Shared data types for the LocalLm api

Downloads

64

Readme

LocalLm types

Shared data types for the LocalLm api

:books: Api doc

Install

npm install @locallm/types

Types

ModelConf

Represents the configuration of a model.

interface ModelConf {
  name: string;
  ctx: number;
}
  • name: string - The unique name of the model.
  • ctx: number - The context window length, typically used to define how much of the previous data to consider.

Example:

{
  "name": "my_model",
  "ctx": 10
}

InferenceParams

Describes the parameters for making an inference request.

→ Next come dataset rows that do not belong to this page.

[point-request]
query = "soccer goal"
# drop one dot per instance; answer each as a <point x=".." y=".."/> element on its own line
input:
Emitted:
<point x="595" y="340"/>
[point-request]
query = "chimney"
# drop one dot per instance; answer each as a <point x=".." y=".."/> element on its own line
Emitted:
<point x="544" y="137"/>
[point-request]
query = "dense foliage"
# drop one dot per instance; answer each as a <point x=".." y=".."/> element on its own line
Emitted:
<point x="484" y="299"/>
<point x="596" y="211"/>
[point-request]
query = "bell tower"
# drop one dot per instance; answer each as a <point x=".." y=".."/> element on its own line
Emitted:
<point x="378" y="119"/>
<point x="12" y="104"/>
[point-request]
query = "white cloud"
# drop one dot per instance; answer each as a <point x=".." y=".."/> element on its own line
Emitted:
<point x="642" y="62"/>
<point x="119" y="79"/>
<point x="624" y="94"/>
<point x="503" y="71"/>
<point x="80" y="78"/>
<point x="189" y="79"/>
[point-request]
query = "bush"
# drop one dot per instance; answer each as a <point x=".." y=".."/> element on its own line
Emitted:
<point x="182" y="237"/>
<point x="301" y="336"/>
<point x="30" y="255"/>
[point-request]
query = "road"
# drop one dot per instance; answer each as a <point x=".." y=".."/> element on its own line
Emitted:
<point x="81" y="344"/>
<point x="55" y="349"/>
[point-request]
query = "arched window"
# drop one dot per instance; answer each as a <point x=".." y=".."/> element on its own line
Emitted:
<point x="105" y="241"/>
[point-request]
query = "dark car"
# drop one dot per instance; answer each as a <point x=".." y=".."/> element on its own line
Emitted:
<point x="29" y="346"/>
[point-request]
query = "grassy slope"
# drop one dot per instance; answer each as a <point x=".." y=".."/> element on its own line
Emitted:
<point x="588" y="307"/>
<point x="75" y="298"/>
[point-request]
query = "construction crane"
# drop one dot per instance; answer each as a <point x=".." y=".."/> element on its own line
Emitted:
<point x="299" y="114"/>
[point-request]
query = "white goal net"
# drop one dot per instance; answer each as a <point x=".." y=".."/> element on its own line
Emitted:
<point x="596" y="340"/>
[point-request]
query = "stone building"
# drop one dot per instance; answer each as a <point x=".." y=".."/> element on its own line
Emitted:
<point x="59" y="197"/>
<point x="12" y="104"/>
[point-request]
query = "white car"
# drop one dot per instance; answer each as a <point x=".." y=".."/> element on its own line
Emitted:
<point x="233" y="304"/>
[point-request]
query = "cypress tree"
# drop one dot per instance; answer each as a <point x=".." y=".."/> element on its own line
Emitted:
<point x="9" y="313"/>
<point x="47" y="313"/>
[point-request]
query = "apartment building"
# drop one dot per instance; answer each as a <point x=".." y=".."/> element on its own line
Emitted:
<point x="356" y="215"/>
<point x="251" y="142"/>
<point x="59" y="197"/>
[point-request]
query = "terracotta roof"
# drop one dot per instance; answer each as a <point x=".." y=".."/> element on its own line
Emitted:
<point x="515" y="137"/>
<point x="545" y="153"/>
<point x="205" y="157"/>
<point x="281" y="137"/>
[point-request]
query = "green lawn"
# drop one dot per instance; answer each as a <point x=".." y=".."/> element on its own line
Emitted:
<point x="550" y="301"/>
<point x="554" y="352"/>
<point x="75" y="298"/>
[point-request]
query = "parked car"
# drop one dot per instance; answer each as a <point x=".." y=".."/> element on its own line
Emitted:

interface InferenceParams {
  stream?: boolean | undefined;
  model?: ModelConf | undefined;
  template?: string | undefined;
  threads?: number | undefined;
  max_tokens?: number | undefined;
  temperature?: number | undefined;
  top_k?: number | undefined;
  top_p?: number | undefined;
  min_p?: number | undefined;
  repeat_penalty?: number | undefined;
  tfs?: number | undefined;
  stop?: Array<string> | undefined;
  grammar?: string | undefined;
  image_data?: Array<{ data: string, id: number }> | undefined;
}
  • stream: boolean | undefined - Indicates if results should be streamed progressively.
  • model: ModelConf | undefined - The model configuration details for inference.
  • template: string | undefined - The template to use, for the backends that support it.
  • threads: number | undefined - The number of threads to use for parallel processing.
  • max_tokens: number | undefined - The number of predictions to return.
  • temperature: number | undefined - Adjusts randomness in sampling; higher values mean more randomness.
  • top_k: number | undefined - Limits the result set to the top K results.
  • top_p: number | undefined - Filters results based on cumulative probability.
  • min_p: number | undefined - The minimum probability for a token to be considered, relative to the probability of the most likely token.
  • repeat_penalty: number | undefined - Adjusts penalty for repeated tokens.
  • tfs: number | undefined - Used for custom tuning.
  • stop: Array<string> | undefined - List of stop words or phrases to halt predictions.
  • grammar: string | undefined - The gnbf grammar to use for grammar-based sampling.
  • image_data: Array<{ data: string, id: number }> | undefined : The base64 images data (for multimodal models).

Example:

{
  "stream": true,
  "model": {
    "name": "my_model",
    "ctx": 4192
  },
  "template": "my_template",
  "threads": 4,
  "max_tokens": 20,
  "temperature": 0.5,
  "top_k": 10,
  "top_p": 0.8,
  "min_p": 0.2,
  "repeat_penalty": 1.0,
  "tfs": undefined,
  "stop": ["stop_word1", "stop_word2"],
  "grammar": "my_gnb_grammar",
  "image_data": [
    {
      "data": "iVBORw0KGg...==",
      "id": 1
    },
    {
      "data": "iVBORw0KGg...==",
      "id": 2
    }
  ]
}

InferenceResult

Represents the result returned after an inference request.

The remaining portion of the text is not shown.